As demonstrated through Examples 1 to 7 above, the solid ion sensor according to the present invention has excellent adhesion to the metal electrode surface of the ion sensing membrane while maintaining the detection characteristics of the conventional ion sensor, and thus, the solid ion sensor By fundamentally solving the problem that has hampered the practical use of the present invention, it has the effect of enabling the industrial use of the solid-state ion sensor. And, if the conventional electrode type ion sensor, which has the disadvantage of being bulky and expensive, is replaced by the solid-state ion sensor according to the present invention, the volume is about the size of a semiconductor chip and the price is incomparable with that of the conventional sensor due to the inherent mass productivity of the semiconductor. It is inexpensive enough. The miniaturization and inexpensiveness of the ion sensor thus enables the miniaturization and inexpensiveness of the ion measurement system, and also has the effect of imparting economic realities to applications that were not conceivable with conventional sensors, for example, disposable sensors.

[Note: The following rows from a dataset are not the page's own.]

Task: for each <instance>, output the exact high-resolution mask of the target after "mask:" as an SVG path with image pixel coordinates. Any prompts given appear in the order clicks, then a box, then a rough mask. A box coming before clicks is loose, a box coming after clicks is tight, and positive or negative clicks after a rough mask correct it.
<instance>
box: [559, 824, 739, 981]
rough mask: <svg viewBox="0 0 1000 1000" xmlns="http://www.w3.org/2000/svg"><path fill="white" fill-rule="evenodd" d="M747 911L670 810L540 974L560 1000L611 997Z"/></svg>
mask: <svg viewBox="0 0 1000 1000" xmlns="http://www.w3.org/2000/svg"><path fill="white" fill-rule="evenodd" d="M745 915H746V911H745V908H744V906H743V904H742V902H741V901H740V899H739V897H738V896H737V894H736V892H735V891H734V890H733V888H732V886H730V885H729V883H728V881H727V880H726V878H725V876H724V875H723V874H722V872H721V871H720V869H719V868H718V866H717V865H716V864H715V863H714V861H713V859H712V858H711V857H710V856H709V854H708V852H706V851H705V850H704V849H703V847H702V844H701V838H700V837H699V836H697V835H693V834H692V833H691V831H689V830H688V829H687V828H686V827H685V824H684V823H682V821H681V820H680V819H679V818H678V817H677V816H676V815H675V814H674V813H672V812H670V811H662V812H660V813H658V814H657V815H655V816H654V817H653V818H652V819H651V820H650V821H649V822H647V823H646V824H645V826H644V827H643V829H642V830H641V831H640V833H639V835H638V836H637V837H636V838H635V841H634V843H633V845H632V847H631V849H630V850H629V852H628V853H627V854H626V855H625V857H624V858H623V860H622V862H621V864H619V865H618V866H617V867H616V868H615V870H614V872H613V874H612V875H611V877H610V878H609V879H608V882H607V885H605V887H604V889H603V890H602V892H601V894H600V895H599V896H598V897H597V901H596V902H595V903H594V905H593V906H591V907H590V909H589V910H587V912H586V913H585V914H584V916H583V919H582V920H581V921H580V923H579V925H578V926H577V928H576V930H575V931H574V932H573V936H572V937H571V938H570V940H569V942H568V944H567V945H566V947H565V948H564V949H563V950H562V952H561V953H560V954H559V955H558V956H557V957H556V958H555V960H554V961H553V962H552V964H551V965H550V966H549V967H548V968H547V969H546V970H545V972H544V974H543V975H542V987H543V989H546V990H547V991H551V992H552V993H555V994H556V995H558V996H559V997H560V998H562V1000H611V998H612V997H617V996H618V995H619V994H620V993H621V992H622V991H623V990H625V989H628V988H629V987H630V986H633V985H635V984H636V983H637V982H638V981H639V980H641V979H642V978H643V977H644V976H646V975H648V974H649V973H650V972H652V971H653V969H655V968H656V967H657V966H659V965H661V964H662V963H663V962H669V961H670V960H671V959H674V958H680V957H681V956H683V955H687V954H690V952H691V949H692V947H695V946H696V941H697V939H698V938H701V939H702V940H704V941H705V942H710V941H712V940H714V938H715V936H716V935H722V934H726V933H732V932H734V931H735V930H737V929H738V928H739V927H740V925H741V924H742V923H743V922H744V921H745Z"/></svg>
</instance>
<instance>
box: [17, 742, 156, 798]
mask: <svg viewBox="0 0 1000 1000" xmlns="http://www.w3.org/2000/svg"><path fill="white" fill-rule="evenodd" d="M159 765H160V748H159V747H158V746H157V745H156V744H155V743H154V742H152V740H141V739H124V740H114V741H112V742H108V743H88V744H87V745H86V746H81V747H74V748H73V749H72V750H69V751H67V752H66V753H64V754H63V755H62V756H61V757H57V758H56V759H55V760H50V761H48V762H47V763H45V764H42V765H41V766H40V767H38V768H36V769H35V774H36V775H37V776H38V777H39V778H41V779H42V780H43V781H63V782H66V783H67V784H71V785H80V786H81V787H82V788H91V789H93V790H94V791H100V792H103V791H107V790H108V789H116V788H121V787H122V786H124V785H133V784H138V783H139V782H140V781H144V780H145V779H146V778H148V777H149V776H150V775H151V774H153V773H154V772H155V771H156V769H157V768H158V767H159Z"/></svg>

In addition, in accordance with the present invention, the solid-state ion sensor using an ion-sensing membrane based on silicone rubber has excellent suitability for clinical and pathological applications, especially blood analysis, thereby miniaturizing and reducing the cost of medical examination devices including blood analyzers. It has the effect of enabling medical diagnosis.

Claims (7)

A composition for forming an ion-sensing membrane of a solid ion sensor, comprising 68.5 to 99.5% by weight of dealcohol and deacetic acid type silicone rubber, 5 to 30% by weight of a plasticizer, and 0.5 to 1.5% by weight of an ion selective material. The composition of claim 1 wherein the plasticizer is an alkyl adduct or alkyl sebacate. The plasticizer of claim 2 wherein the plasticizer is selected from the group consisting of bis (2-ethylhexyl) adipate, bis-1 (1-butylpentyl) adipate, bis (2-ethylhexyl) sebacate and dibutyl sebacate A composition, characterized in that. The ion-selective material of claim 1, wherein the ion-selective material is for selecting sodium ions, wherein N, N ', N-triheptyl-N, N', N-triheptyl-4,4'4-propylidinethiris (3-oxa Butylamide); TT, TT'-dibenzyl- tt, TT'-diphenyl-1,2-phenylenedioxydiacetamide; N, N, N'N'-tetracyclohexyl-1,2-phenylenedioxyacetamide; 4-octadecanoyloxymethyl-N, N, N'N'-terracyclohexyl-1,2-phenylenedioxydiacetamide; And bis [(12-crown-4) methyl] dodecyl methylmalonate. The composition of claim 1, wherein the ion selective material is ballinomycin for selecting potassium ions. The method of claim 1, wherein the ion-selective material is used to select calcium ions and is selected from (2-)-(R, R) -N, N '-[bis (11-ethoxycarbonyl) undecyl-N, N' -4.5 tetramethyl-3,6-dioctanediamide; N, N, N ', N'-tetracyclohexyl-3-oxapentanediamide; And N, N'-dicyclohexyl-N, N'-dioctadecyl-3-oxapentanediamide. The composition of claim 1, wherein the ion selective material is 5,10,15,20-tetrapentyl-21H, 23H-phosphine manganese (III) chloride for selecting chloride ions.